Este espacio nace en el marco del proyecto Fomento del desarrollo humano sostenible en 5 comunidades de la subcuenca del Río Quezalapa mediante sistemas de producción agroecológicos y protección de los recursos hídricos, financiado por la Generalitat Valenciana.
Entre los logros principales de este espacio de formación cabe destacar la transmisión de conocimientos. También la instalación de parcelas diversificadas en las cinco comunidades de Suchitoto, con más de 70 familias implicadas, que además de generar seguridad alimentaria, han generado ingresos extra para sus familias.
Después de dos años de formación continuada, el alumnado participante se ha convertido en “extensionista comunitaria en agroecología”, título que les facilitará compartir lo aprendido y ser referentes comunitarios en la transición agroecológica.
Y entre los conocimientos más reseñables, el alumnado ha aprendido, por una parte, conocimientos sobre la diversificación de cultivos, integrando el cultivo de hortalizas, aromáticas, frutales, medicinales, con la producción pecuaria. Y por otra parte, al alumnado le han sido muy útiles las prácticas agroecológicas implementadas como: la elaboración y aplicación de abonos orgánicos, el uso de foliares naturales, la preparación de insumos necesario para el control de enfermedades y desequilibrios, la dosificación y el análisis técnico a partir de la experimentación campesina o la reutilización de aguas residuales, entre otras.

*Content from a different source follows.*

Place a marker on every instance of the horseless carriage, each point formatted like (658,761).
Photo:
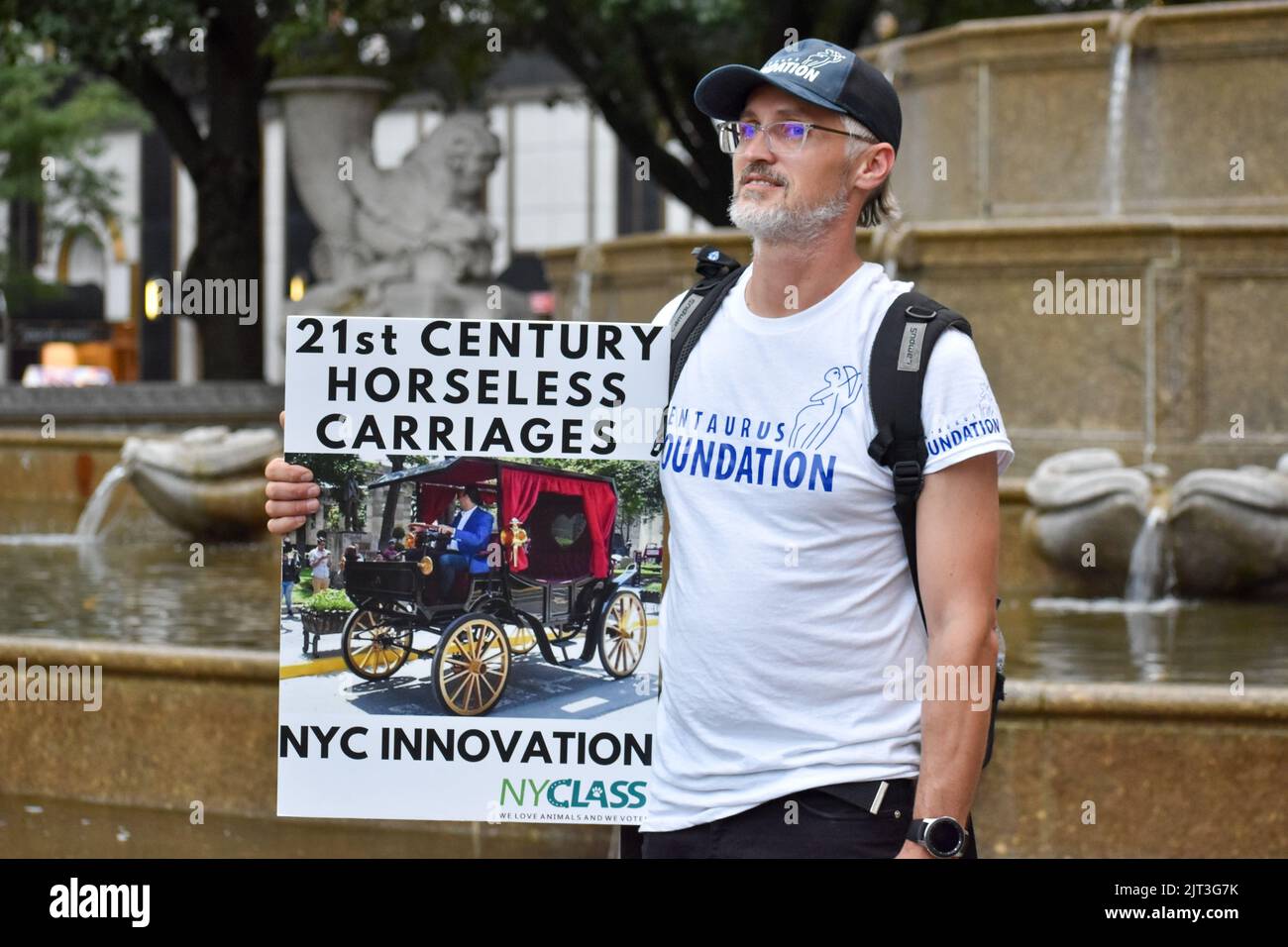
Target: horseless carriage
(548,581)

La escuela y la implementación de las parcelas diversificadas en la zona han tenido un impacto social y comunitario identificable. “Por un lado, en el empoderamiento de las mujeres, brindándoles acceso a recursos productivos y al conocimiento, y, por otro lado, el desarrollo humano al que ha contribuido transformando un modelo de producción convencional y la mentalidad que lo sostiene”, señala Nerea Izaguirre, técnica expatriada de CERAI en EL Salvador.
Asimismo, ha contribuido considerablemente a la soberanía alimentaria de las familias productoras y a la generación de ingresos o a la rentabilidad de la producción agropecuaria junto al posicionamiento de la agroecología como una alternativa productiva.